Fixed Rule #1 prohibits students from accessing course resources or any other resources during the exam. Failure to follow this rule, and thus accessing any resource, will result in the student being marked as a cheater (committing fraud).
Fixed Rule #2 prohibits impersonation by any person acting on behalf of the student. This can be verified by tallying the number of unique IP addresses used during the exam. If multiple IP addresses are detected, it indicates that the same user account has been logged in from different computers. This suggests that someone is impersonating the student and therefore violating this rule. As a result, the student is flagged as a cheater (committing fraud). This approach can detect identity theft based on the IP address change from the standard Moodle logs. It presents an alternative to systems requiring specialized behavioral biometrics, such as keystroke dynamics [
17,
27], which is not available by default on the Moodle platform. Detecting rapid IP changes to identify multiple sessions aligns with the identification of copying using multiple accounts in edX platform [
5].
Two fixed rules were chosen because they detect fraudulent behaviors that can be definitively verified from Moodle activity logs alone. Fixed Rule #1 is verifiable because Moodle logs every resource access with a timestamp. Fixed Rule #2 is verifiable because Moodle records IP addresses for each user action. Conversely, copying from printed materials, looking at a neighbor’s screen, or downloading resources before the exam for offline access leave no trace in the platform logs. To detect these actions requires physical proctoring or additional monitoring, such as real-time camera feeds [
28]. By restricting labeling to log-verifiable violations, we ensure 100% labeling precision at the cost of uncertain labeling recall.

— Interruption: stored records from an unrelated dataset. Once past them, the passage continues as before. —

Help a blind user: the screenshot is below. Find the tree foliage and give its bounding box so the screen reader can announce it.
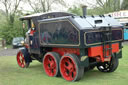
[27,0,65,13]
[121,0,128,10]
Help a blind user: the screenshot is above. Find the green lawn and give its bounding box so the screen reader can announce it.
[0,46,128,85]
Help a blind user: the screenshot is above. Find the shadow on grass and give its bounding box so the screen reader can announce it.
[29,63,115,82]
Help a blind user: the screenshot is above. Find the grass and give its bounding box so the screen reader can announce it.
[0,46,128,85]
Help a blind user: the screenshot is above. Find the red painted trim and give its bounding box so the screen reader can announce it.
[52,48,80,56]
[88,43,119,62]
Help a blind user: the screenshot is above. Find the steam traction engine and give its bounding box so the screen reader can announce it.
[17,12,123,81]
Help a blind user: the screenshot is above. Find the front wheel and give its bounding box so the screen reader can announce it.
[60,54,84,81]
[43,52,60,77]
[97,54,119,72]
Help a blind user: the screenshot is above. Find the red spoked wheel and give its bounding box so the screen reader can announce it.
[60,54,84,81]
[17,51,29,68]
[43,52,60,77]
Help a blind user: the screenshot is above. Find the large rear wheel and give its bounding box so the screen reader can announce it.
[97,54,119,72]
[60,54,84,81]
[17,50,30,68]
[43,52,60,77]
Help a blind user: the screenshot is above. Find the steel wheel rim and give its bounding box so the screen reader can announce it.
[17,52,25,68]
[43,54,57,77]
[60,56,77,81]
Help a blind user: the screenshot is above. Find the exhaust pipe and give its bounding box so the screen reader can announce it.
[82,5,87,16]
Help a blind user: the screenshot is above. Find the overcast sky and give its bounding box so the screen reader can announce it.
[0,0,96,11]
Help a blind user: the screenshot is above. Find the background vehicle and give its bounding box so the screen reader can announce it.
[17,7,123,81]
[12,37,24,48]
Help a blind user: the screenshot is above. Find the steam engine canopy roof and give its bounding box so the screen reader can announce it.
[74,16,122,29]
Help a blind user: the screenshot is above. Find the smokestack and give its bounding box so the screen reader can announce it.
[82,5,87,16]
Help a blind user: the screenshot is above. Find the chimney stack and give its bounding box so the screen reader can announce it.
[82,5,87,16]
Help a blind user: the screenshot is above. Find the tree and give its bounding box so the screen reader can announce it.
[27,0,65,13]
[96,0,121,14]
[68,5,82,16]
[121,0,128,10]
[0,0,23,44]
[0,0,22,25]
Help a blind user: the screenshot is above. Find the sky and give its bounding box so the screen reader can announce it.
[0,0,96,12]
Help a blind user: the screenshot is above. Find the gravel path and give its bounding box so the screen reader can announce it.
[0,48,19,56]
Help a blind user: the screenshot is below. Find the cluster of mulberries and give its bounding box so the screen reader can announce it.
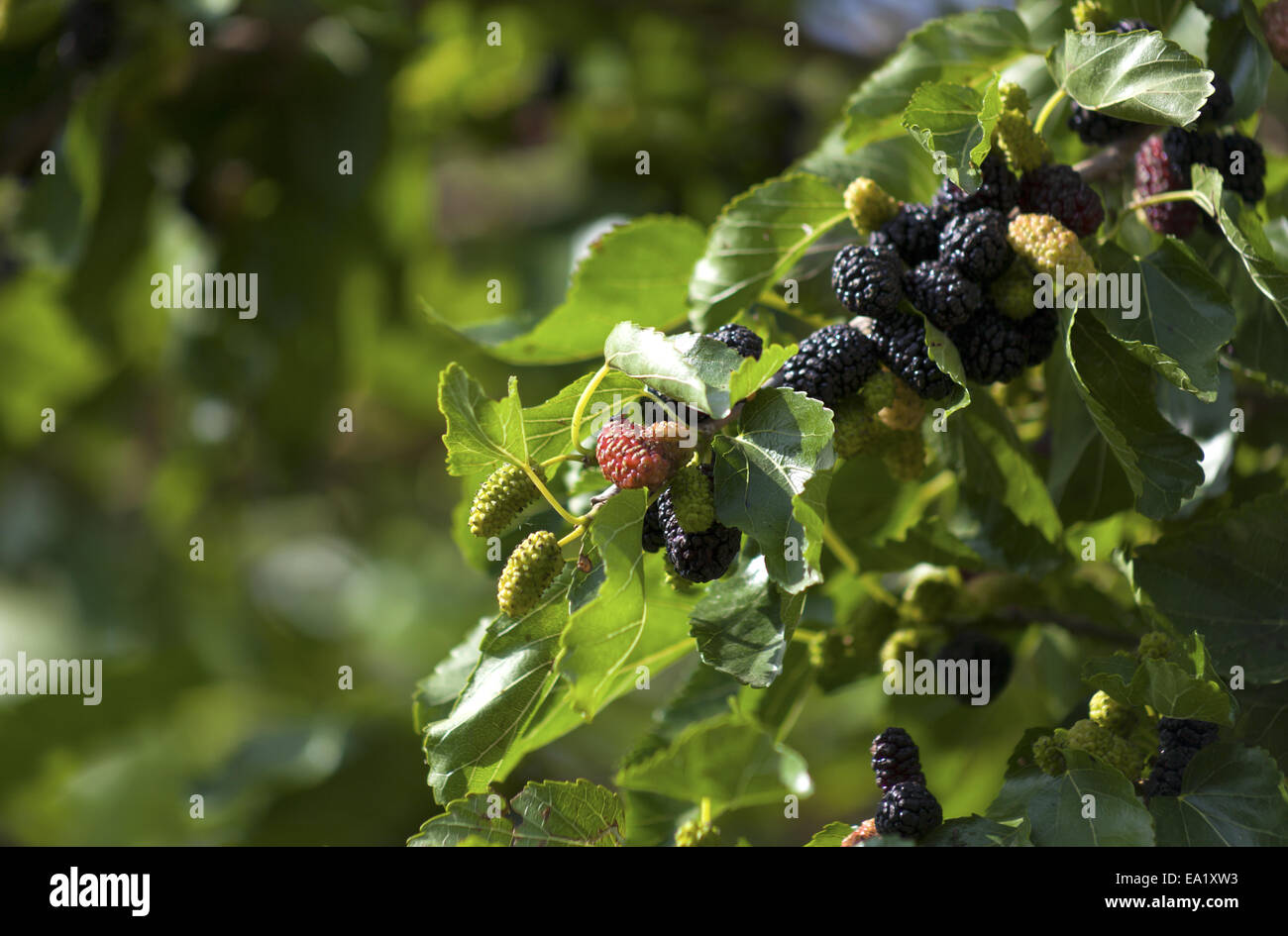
[832,148,1087,399]
[1141,718,1220,799]
[641,465,742,582]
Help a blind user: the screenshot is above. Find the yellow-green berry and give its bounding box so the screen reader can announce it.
[877,627,944,663]
[675,819,720,849]
[997,108,1051,173]
[845,175,899,236]
[1033,735,1065,777]
[496,529,563,618]
[988,259,1037,319]
[1064,718,1143,780]
[669,465,716,533]
[1087,690,1136,738]
[1136,631,1172,660]
[471,465,541,537]
[997,81,1029,113]
[1006,214,1096,281]
[1073,0,1113,32]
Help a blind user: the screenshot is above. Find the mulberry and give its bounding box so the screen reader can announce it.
[471,465,541,537]
[782,325,879,405]
[832,245,903,318]
[876,782,944,838]
[872,314,956,399]
[496,529,563,618]
[1020,163,1105,237]
[1136,135,1199,237]
[949,302,1029,383]
[937,209,1015,282]
[845,175,899,237]
[871,727,926,790]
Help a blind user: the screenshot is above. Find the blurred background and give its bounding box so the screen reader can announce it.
[0,0,1127,845]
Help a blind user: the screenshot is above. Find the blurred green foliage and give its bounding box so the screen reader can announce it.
[0,0,891,845]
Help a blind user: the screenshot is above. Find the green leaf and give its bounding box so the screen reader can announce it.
[1190,166,1288,325]
[523,370,644,463]
[712,389,834,593]
[691,557,805,688]
[932,394,1063,544]
[845,9,1034,148]
[1095,237,1234,403]
[489,215,705,364]
[1132,492,1288,682]
[617,714,814,815]
[793,121,939,202]
[1061,303,1203,519]
[425,566,575,803]
[729,345,796,403]
[407,780,625,847]
[555,490,648,714]
[1047,30,1212,126]
[903,74,1002,192]
[804,823,855,849]
[1044,354,1136,524]
[917,815,1031,849]
[438,361,528,475]
[1149,743,1288,846]
[690,172,846,332]
[1083,634,1237,725]
[1235,682,1288,770]
[604,322,742,420]
[1025,750,1154,846]
[412,618,488,734]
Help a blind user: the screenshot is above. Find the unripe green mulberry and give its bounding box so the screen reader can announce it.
[881,430,926,481]
[879,627,944,663]
[1033,735,1065,777]
[997,108,1051,173]
[845,175,899,236]
[877,379,926,431]
[496,529,563,618]
[1087,690,1136,738]
[1064,718,1143,780]
[669,465,716,533]
[988,260,1037,319]
[675,819,720,849]
[1006,214,1096,286]
[859,368,899,413]
[997,81,1029,113]
[832,396,890,459]
[1136,631,1172,660]
[1073,0,1113,32]
[471,465,541,537]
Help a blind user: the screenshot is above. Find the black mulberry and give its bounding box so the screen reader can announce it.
[937,211,1015,282]
[876,782,944,838]
[903,257,984,331]
[782,325,879,405]
[872,314,954,399]
[832,245,903,318]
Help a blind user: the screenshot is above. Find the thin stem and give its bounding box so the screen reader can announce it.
[519,463,577,525]
[572,362,612,455]
[1100,188,1198,244]
[823,523,859,575]
[1033,87,1069,137]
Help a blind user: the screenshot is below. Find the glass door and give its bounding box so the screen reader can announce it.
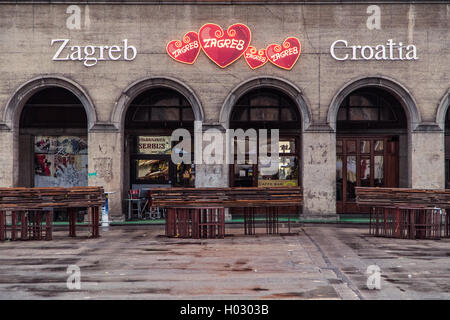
[336,136,398,213]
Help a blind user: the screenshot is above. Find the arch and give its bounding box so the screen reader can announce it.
[111,77,204,130]
[3,75,97,131]
[327,77,421,131]
[436,88,450,130]
[219,77,311,130]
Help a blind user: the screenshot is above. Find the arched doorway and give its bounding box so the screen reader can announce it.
[124,87,195,191]
[336,86,408,213]
[445,109,450,189]
[18,86,88,187]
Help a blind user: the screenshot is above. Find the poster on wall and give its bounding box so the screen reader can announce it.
[34,136,88,187]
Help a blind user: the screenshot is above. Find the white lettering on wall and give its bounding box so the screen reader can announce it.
[66,4,81,30]
[330,39,419,61]
[366,5,381,30]
[51,39,137,67]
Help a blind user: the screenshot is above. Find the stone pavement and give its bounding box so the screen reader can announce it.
[0,224,450,299]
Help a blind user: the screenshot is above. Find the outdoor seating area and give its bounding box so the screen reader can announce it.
[151,187,303,238]
[0,187,105,241]
[356,187,450,239]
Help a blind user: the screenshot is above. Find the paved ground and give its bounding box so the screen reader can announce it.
[0,224,450,299]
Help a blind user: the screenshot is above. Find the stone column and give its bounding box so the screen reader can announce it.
[88,124,124,221]
[302,125,338,221]
[411,125,445,189]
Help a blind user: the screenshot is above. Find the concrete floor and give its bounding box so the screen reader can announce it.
[0,224,450,299]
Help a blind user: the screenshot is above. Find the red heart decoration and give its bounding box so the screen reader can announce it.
[266,37,302,70]
[244,46,267,70]
[166,31,200,64]
[198,23,251,68]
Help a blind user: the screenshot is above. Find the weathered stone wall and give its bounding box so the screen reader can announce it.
[0,4,450,218]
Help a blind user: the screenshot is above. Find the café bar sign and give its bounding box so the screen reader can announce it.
[166,23,301,70]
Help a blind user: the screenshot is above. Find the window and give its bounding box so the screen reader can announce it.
[230,89,300,128]
[125,89,194,129]
[337,88,406,129]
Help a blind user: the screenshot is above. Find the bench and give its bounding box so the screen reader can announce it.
[151,187,303,238]
[355,187,450,239]
[0,187,105,241]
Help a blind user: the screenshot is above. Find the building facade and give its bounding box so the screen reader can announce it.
[0,0,450,220]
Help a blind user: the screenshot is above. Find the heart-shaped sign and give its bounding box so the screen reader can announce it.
[244,46,267,70]
[198,23,251,68]
[166,31,200,64]
[266,37,302,70]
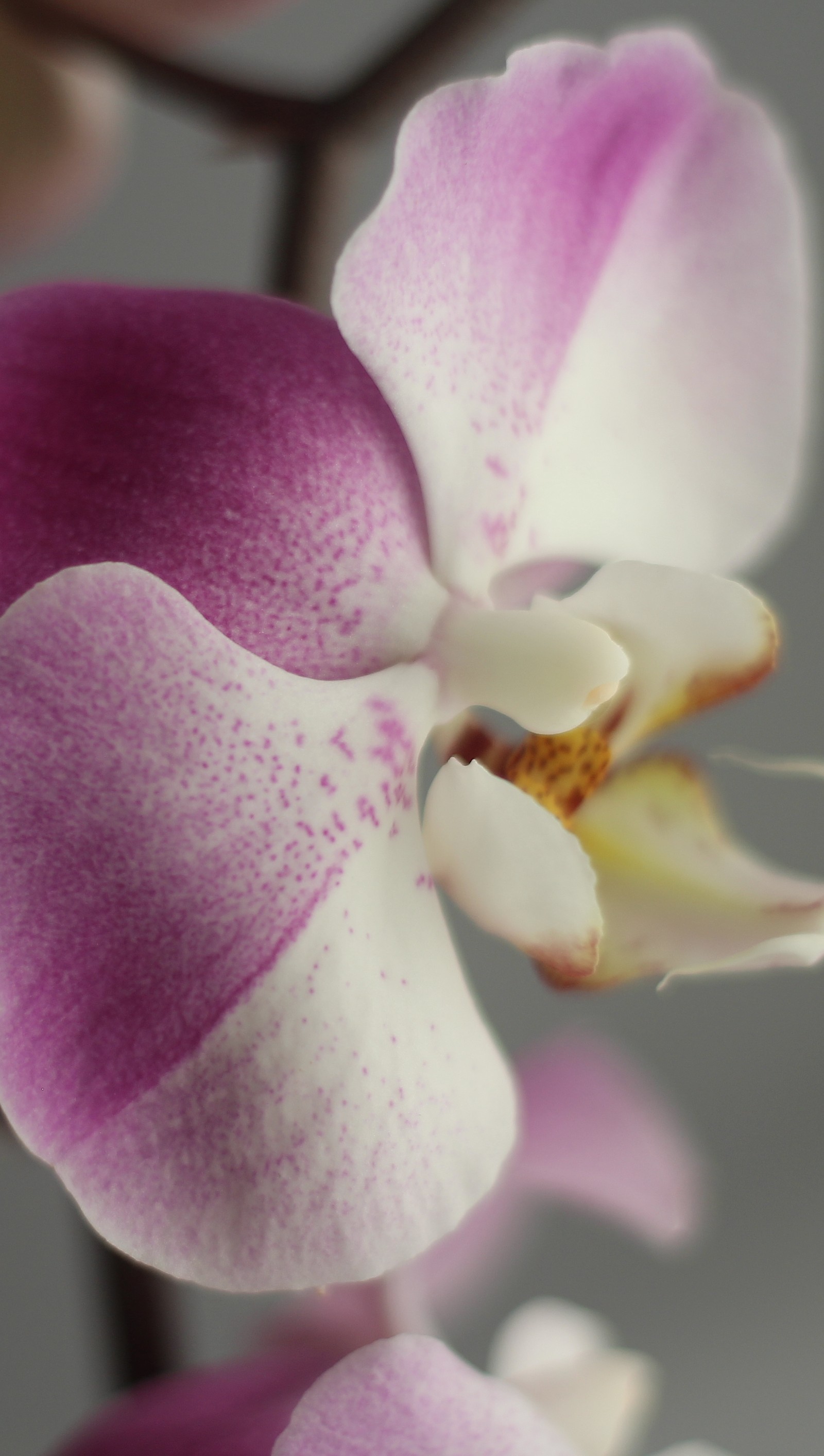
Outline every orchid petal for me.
[489,1299,657,1456]
[424,758,601,980]
[57,1348,329,1456]
[488,1299,613,1380]
[575,756,824,983]
[396,1034,703,1338]
[518,1034,703,1245]
[0,285,444,679]
[0,565,514,1289]
[333,32,806,596]
[0,19,121,253]
[430,600,629,734]
[272,1335,575,1456]
[562,561,778,754]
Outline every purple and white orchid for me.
[55,1035,700,1456]
[0,32,824,1293]
[48,1300,722,1456]
[268,1032,705,1359]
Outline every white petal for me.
[431,598,629,734]
[559,561,778,753]
[424,758,601,980]
[333,30,810,597]
[575,756,824,981]
[488,1299,613,1380]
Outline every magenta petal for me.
[0,565,514,1289]
[55,1348,331,1456]
[272,1335,574,1456]
[0,285,440,677]
[333,30,810,596]
[512,1035,703,1245]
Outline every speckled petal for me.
[0,565,514,1289]
[575,754,824,984]
[333,32,808,594]
[0,16,121,255]
[272,1335,575,1456]
[562,561,778,756]
[489,1299,658,1456]
[378,1034,703,1338]
[0,285,444,679]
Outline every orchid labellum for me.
[0,32,821,1287]
[55,1037,710,1456]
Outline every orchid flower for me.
[266,1032,703,1359]
[0,0,294,255]
[0,32,811,1289]
[58,1300,731,1456]
[424,550,824,987]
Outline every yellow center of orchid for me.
[498,724,611,824]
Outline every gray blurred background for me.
[0,0,824,1456]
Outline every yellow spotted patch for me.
[498,724,611,824]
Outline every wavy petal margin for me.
[0,565,516,1290]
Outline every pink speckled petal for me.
[422,758,601,983]
[333,32,806,594]
[0,565,514,1289]
[55,1348,331,1456]
[272,1335,574,1456]
[512,1035,703,1245]
[0,285,442,679]
[0,16,121,255]
[562,561,779,758]
[379,1034,703,1332]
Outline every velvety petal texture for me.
[0,18,121,253]
[0,285,445,679]
[272,1335,575,1456]
[575,754,824,983]
[72,0,291,44]
[333,30,806,596]
[0,565,514,1289]
[387,1032,705,1338]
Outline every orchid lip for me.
[428,600,629,734]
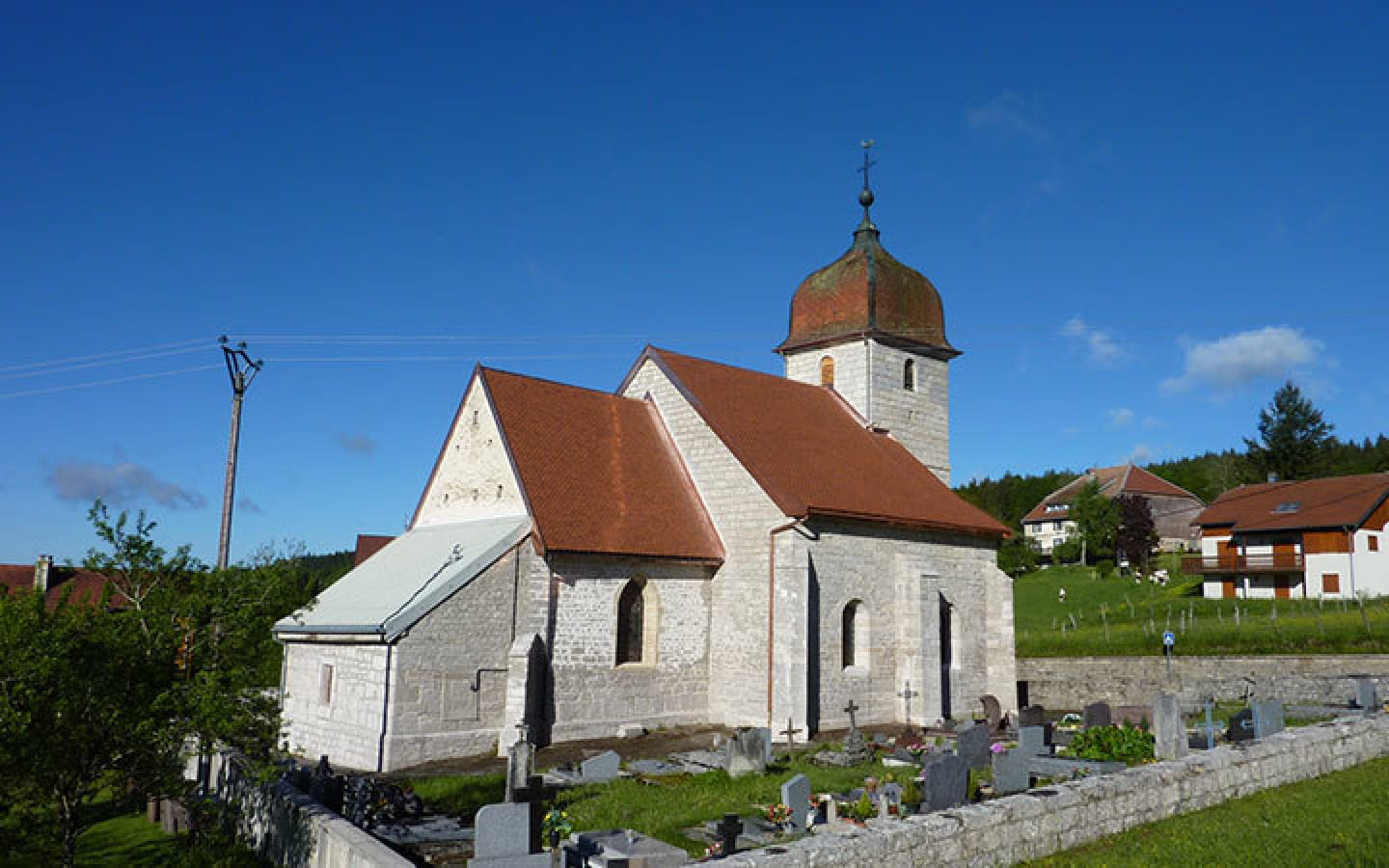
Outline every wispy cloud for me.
[44,461,207,509]
[964,91,1051,145]
[338,433,376,455]
[1061,316,1124,368]
[1162,325,1322,398]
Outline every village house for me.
[275,189,1016,771]
[1022,464,1206,555]
[1182,474,1389,600]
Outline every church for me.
[275,180,1016,771]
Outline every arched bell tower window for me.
[616,578,660,665]
[839,600,868,669]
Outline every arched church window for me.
[616,579,647,665]
[839,600,868,669]
[820,356,834,386]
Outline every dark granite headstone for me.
[1019,706,1046,729]
[921,754,969,811]
[1225,708,1254,742]
[1085,703,1112,729]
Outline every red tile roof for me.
[479,368,723,561]
[0,564,125,610]
[351,533,395,567]
[1196,474,1389,532]
[634,347,1008,536]
[1022,464,1200,522]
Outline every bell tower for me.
[776,140,960,485]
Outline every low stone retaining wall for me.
[1019,654,1389,708]
[721,714,1389,868]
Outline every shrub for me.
[1071,723,1155,765]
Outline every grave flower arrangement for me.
[540,808,574,847]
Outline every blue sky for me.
[0,3,1389,562]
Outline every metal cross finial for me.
[858,139,878,224]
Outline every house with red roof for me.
[0,555,125,610]
[275,178,1016,771]
[1182,474,1389,600]
[1022,464,1206,555]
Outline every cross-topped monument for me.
[897,679,921,723]
[845,700,858,732]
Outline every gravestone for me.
[1355,675,1379,713]
[994,749,1041,796]
[1153,693,1187,760]
[723,726,773,777]
[979,693,1003,732]
[1083,703,1112,729]
[956,723,991,768]
[1017,726,1051,757]
[468,801,550,868]
[579,750,622,783]
[1249,698,1284,739]
[1114,706,1153,729]
[921,754,969,811]
[782,775,810,833]
[1225,708,1254,742]
[1019,706,1046,729]
[717,814,743,856]
[507,738,534,801]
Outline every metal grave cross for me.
[779,718,800,750]
[897,679,921,723]
[845,700,858,732]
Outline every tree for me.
[0,590,180,865]
[1071,479,1120,562]
[1244,381,1335,479]
[1114,495,1158,567]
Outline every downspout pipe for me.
[767,517,805,729]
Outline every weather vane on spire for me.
[858,139,878,224]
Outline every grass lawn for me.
[1013,558,1389,657]
[1028,758,1389,868]
[410,748,910,855]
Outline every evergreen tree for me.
[1244,381,1336,479]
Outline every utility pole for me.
[217,335,265,569]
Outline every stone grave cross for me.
[779,718,800,750]
[897,679,921,723]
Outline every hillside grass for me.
[1013,556,1389,657]
[1026,757,1389,868]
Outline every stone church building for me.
[275,190,1016,771]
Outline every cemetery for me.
[181,678,1389,868]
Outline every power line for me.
[0,366,222,400]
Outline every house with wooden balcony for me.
[1182,474,1389,600]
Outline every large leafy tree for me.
[1070,479,1120,562]
[1244,381,1335,479]
[1114,495,1158,567]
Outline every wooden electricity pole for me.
[217,335,265,569]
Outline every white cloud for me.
[1061,316,1125,368]
[1162,325,1322,397]
[46,461,207,509]
[964,91,1051,143]
[338,433,376,455]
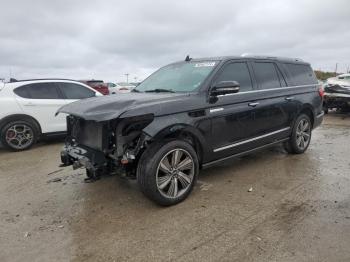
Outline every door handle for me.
[248,102,259,107]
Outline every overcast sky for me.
[0,0,350,81]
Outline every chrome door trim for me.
[217,84,317,97]
[213,127,290,153]
[209,107,224,113]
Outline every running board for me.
[202,137,289,169]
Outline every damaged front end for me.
[61,114,153,179]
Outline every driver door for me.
[209,61,254,160]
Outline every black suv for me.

Flexible rules can be violated without necessarily labeling the student as committing fraud; they serve as indicators of suspicious behavior.
Fixed Rule #1 can be avoided by downloading exam resources before the start of the exam. In this manner, a student could utilize the resources during the exam without leaving any trace in the logs. Flexible Rule #1 is designed to detect such behavior.
The students can avoid Fixed Rule #2 by not logging in during the exam. The single login can be executed by the impersonator, thereby leading to the identification of a unique IP address during an exam. The actual student may choose to log in only after the exam has concluded. Flexible Rule #2 is designed to identify this scenario.
3.5. ML Data Set
The framework presented in
Figure 1 represents a template that was used to derive 12 distinct data sets by combining the available features. The description of the attributes found in this template is provided in
Table 4. The distinct data sets were derived from the standard data set by adjusting the attribute computation interval and selectively including auxiliary information, as illustrated in
Figure 2.
The configuration of the experimental data sets is summarized in
Table 5. In the standard data set, each metric is computed cumulatively from the beginning of the semester. In contrast, the alternative data sets utilize temporal windows of 1, 3, 5, or 7 days for attribute calculation. The granular approach to define computation intervals is adapted from financial fraud detection [
38]. Auxiliary information encompasses the number of exam attempts and the metadata available in the student’s grade book. The final grade was intentionally excluded from the final data set, as the model is designed to detect academic fraud proactively, before the issuance of the final grade. This design choice distinguishes our framework from studies where grades received during a semester are used to identify fraud based on outlier detection after the final exams are completed [
18,
29].
Different courses or the same course in different academic years may contain a different number of resources with which a student interacts. To merge the data into the same data set, standardizing the features is necessary. Standardizing the metrics is important to achieve generalization across courses. This is confirmed by Alexandron et al. [
5] in their multiple courses evaluations. For both approaches, we scaled the number of resources the student accessed before the exam. The mean and standard deviation were computed for each exam and the samples were scaled based on (
1).
3.6. Data Balancing
An important aspect of the prediction’s performance is the distribution of entries among the classes. As can be seen in
Figure 3, the original data set (indicated by the
None label) is highly unbalanced, with the
Fraud class representing only 5.83% of the total entities. Beyond this baseline, the figure also details the comparative class distribution of
Non-Fraud vs.
Fraud entities for every balancing method evaluated in this study. These values are calculated on the entire data set and serve strictly to aid in understanding the data and the balancing methods. In our experiment, we employed a Repeated Stratified K-Fold procedure to split the data into training and testing sets. The balancing techniques were applied exclusively to the training data, leaving the testing data unmodified.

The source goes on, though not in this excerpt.